GOP "dump Trump" rebels mobilize ahead of the convention

CLEVELAND (AP) - From a spartan 16th floor office they've rented just blocks from this week's preliminary meetings of the Republican National Convention, some of the GOP rebels trying to head off Donald Trump are laying the groundwork for a revolt.

Dumping the party's presumptive presidential nominee is a longshot. They're up against an alliance between the Trump campaign and leaders of the Republican National Committee, which this week includes two dozen campaign operatives combing hotel lobbies and convention corridors counting votes and pressing delegates to oppose the dissidents.

Republicans say the Trump-RNC vote-counting "whip" team will swell to 150 when the Cleveland convention is in full swing next week.

Countering that, the renegade Republicans are setting up a high-tech messaging system to coordinate with organizers on the convention floor and plan to launch ads micro-targeted to the delegates' social media pages. They said they have organizers inside at least 35 state delegations who will help coordinate their drive to let the convention's 2,472 delegates vote for whichever candidate they want.

"There's so much energy to do this," said Dane Waters, co-founder of Delegates Unbound, one group challenging the widely held conventional wisdom GOP rules require nearly all delegates to back a specific candidate, based on state primaries and caucuses. "Delegates are the authority of the Republican Party. This is about the future of the Republican Party."

Allied with other groups like Free the Delegates, they are facing a GOP establishment determined to prevent a toppling of the presumptive nominee - or any embarrassing, nationally televised showdowns during the four-day convention.

Underscoring that, the GOP rules committee - a bastion of establishment loyalists - on Tuesday formally proposed to renew rules that require delegates to back the candidate they are "bound" to. With no chance of prevailing at that meeting, the dissidents are saving their effort for later this week, when the separate convention rules committee meets to craft a rules package to be considered by the full convention next week.

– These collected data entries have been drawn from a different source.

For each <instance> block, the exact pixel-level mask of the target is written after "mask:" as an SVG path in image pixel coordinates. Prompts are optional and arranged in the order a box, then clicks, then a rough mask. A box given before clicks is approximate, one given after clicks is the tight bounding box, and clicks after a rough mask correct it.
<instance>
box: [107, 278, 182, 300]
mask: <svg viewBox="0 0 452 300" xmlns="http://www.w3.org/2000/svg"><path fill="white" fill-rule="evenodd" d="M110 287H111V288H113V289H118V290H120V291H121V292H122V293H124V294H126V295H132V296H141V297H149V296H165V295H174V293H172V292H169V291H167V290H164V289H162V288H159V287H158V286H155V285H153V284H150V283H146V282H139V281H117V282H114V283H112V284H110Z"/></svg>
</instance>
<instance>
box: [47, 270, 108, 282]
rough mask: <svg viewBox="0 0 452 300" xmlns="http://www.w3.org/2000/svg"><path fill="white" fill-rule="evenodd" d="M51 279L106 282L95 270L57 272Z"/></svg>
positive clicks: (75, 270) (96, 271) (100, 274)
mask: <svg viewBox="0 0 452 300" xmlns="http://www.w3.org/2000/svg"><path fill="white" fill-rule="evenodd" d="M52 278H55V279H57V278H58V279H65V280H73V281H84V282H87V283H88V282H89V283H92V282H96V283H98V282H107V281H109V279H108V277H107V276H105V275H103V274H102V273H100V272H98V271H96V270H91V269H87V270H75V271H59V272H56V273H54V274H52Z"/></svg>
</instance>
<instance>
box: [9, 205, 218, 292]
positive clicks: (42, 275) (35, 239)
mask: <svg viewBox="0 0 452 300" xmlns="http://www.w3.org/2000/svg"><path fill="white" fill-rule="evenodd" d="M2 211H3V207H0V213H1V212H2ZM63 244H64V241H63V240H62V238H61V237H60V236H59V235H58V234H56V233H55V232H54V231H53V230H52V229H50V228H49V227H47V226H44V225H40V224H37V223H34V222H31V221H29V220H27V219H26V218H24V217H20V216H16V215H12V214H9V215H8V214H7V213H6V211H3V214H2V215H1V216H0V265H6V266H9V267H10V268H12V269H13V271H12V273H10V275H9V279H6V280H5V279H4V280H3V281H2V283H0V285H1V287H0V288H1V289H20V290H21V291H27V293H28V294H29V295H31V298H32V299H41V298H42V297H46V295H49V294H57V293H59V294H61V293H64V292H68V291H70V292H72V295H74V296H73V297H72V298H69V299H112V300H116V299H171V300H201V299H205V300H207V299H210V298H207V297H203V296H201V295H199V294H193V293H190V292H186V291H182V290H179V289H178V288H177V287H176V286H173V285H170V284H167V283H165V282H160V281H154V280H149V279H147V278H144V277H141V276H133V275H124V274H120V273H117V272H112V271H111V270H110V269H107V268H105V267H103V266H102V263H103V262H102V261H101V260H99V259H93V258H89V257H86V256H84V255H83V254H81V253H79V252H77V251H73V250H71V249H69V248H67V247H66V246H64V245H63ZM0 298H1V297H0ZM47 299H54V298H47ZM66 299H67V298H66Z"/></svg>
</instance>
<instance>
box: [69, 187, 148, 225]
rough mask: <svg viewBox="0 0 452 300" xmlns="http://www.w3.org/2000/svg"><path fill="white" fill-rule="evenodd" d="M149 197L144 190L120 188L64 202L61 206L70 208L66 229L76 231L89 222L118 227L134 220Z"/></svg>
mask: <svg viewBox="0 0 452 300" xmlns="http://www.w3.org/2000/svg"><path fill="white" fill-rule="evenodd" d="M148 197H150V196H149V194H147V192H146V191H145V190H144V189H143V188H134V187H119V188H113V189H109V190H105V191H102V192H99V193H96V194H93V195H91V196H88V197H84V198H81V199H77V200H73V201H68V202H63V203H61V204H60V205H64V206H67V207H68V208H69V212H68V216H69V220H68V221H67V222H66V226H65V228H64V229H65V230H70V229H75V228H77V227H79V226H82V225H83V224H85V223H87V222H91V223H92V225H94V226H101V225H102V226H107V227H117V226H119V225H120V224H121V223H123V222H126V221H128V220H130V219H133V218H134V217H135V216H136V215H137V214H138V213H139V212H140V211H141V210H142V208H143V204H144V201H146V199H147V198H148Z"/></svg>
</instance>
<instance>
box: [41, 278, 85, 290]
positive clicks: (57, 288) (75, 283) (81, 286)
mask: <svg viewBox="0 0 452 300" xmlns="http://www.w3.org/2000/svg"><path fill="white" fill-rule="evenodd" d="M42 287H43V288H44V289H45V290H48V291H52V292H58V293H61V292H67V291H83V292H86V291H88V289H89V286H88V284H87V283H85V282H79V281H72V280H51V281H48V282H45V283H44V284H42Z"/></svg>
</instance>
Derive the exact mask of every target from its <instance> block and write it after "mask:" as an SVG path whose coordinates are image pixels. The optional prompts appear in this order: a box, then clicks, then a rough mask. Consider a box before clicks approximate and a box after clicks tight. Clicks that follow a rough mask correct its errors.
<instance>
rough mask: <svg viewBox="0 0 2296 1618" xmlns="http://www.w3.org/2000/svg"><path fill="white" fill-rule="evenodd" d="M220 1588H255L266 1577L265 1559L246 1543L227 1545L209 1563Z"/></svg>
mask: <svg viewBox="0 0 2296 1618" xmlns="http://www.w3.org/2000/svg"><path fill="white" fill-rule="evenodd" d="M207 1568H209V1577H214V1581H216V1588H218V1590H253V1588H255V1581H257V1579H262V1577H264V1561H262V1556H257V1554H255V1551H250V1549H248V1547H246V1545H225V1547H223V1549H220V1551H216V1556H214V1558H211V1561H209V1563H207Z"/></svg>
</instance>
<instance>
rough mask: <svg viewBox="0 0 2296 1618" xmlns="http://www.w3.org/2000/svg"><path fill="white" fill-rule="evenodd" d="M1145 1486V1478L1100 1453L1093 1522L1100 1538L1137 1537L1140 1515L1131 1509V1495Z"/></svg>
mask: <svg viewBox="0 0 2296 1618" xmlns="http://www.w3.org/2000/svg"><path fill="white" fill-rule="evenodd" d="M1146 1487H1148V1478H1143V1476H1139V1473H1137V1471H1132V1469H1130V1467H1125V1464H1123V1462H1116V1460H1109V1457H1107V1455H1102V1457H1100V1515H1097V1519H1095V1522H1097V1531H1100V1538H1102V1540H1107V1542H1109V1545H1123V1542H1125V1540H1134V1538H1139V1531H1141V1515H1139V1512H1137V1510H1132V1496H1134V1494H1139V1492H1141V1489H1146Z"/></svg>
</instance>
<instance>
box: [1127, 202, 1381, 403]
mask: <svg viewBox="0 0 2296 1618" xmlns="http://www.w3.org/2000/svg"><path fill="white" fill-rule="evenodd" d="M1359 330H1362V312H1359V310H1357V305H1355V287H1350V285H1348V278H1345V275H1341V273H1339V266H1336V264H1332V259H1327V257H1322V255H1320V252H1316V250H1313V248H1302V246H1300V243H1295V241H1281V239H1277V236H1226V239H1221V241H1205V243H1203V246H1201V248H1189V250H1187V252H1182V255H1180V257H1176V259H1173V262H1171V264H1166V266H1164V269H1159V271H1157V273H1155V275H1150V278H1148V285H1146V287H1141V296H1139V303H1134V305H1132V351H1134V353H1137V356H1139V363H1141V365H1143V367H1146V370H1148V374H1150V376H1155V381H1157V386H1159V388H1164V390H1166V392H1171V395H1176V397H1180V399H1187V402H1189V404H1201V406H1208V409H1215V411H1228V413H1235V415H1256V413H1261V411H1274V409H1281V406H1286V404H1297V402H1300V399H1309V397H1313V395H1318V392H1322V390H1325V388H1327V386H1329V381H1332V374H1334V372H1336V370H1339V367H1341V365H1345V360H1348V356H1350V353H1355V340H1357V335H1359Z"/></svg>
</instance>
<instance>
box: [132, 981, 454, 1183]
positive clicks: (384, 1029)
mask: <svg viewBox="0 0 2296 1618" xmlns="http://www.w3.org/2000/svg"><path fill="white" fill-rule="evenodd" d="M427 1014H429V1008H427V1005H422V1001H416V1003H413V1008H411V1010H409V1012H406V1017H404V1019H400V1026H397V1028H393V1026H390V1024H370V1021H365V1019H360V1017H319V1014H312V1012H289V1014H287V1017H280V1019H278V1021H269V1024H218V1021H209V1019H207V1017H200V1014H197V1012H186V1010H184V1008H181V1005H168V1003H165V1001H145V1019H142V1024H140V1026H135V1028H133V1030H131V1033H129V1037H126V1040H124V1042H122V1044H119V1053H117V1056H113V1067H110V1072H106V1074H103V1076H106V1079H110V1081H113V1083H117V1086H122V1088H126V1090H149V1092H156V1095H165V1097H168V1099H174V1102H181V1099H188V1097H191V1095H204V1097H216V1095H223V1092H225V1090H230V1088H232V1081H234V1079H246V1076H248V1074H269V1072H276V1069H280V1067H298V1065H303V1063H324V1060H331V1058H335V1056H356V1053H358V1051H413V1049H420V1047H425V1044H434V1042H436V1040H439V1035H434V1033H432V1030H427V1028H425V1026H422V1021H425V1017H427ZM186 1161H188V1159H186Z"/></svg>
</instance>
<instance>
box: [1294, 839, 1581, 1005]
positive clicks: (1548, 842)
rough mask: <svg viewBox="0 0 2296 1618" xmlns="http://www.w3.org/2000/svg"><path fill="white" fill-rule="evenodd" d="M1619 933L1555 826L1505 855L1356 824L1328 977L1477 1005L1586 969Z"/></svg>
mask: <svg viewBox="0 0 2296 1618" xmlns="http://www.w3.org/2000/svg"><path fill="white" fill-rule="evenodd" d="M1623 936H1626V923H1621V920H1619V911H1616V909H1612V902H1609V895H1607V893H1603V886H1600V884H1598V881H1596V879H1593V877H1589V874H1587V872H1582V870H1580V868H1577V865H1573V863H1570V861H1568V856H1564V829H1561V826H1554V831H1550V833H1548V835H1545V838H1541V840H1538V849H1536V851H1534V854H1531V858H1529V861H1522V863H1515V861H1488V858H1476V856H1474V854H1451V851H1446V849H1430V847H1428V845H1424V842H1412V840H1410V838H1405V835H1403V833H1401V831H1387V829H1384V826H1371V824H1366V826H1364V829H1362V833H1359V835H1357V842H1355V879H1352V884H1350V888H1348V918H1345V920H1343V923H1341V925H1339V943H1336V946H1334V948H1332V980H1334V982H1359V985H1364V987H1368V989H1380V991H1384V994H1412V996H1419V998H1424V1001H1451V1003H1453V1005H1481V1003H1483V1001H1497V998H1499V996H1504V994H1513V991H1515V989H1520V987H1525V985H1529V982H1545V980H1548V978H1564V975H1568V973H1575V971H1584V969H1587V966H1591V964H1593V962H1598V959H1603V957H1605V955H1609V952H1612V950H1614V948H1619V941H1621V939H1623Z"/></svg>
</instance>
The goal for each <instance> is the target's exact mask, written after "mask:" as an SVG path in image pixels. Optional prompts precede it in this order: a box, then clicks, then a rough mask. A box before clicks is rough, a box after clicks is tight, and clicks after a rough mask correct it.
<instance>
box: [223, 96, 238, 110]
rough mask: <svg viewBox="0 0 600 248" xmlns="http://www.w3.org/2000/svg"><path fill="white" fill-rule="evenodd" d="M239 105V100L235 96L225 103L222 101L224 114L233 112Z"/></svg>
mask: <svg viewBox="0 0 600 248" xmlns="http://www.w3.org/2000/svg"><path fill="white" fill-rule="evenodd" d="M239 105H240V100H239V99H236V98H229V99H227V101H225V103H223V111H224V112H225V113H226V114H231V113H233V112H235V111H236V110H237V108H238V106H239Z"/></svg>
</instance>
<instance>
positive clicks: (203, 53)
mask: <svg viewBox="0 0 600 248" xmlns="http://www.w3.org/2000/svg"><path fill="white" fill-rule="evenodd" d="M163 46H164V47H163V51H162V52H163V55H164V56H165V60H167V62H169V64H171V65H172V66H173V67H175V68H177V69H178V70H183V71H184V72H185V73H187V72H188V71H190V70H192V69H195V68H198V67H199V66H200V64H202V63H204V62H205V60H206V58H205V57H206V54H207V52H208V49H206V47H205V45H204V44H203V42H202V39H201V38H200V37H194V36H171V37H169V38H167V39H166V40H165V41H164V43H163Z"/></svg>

"I highly doubt it," Republican National Committee Chairman Reince Priebus said in a brief interview of the prospects the rebels would succeed. "I'm hearing less and less of it, actually. I think the unbind stuff has died off considerably over the last 10 days or so."

Others are more definitive. Randy Evans, a member of the RNC from Georgia, said Trump and party loyalist forces appear to have the convention "under control," with growing numbers of Republicans eager to avoid "the prospect of chaos" if the rules are abruptly changed.

Evans said Trump can apparently count on at least 1,700 devoted delegates - enough to fend off any rule changes. An Associated Press count shows Trump has 1,543 delegates ready to back his nomination - more than the 1,273 he needs to officially clinch the top slot.

Dump Trump advocates said they have at least 400 delegate supporters but won't provide more detail. Even though Trump won more than 13 million votes and captured around 40 primaries and caucuses, his foes say he's not conservative enough and is likely to lose and drag down GOP congressional candidates with him.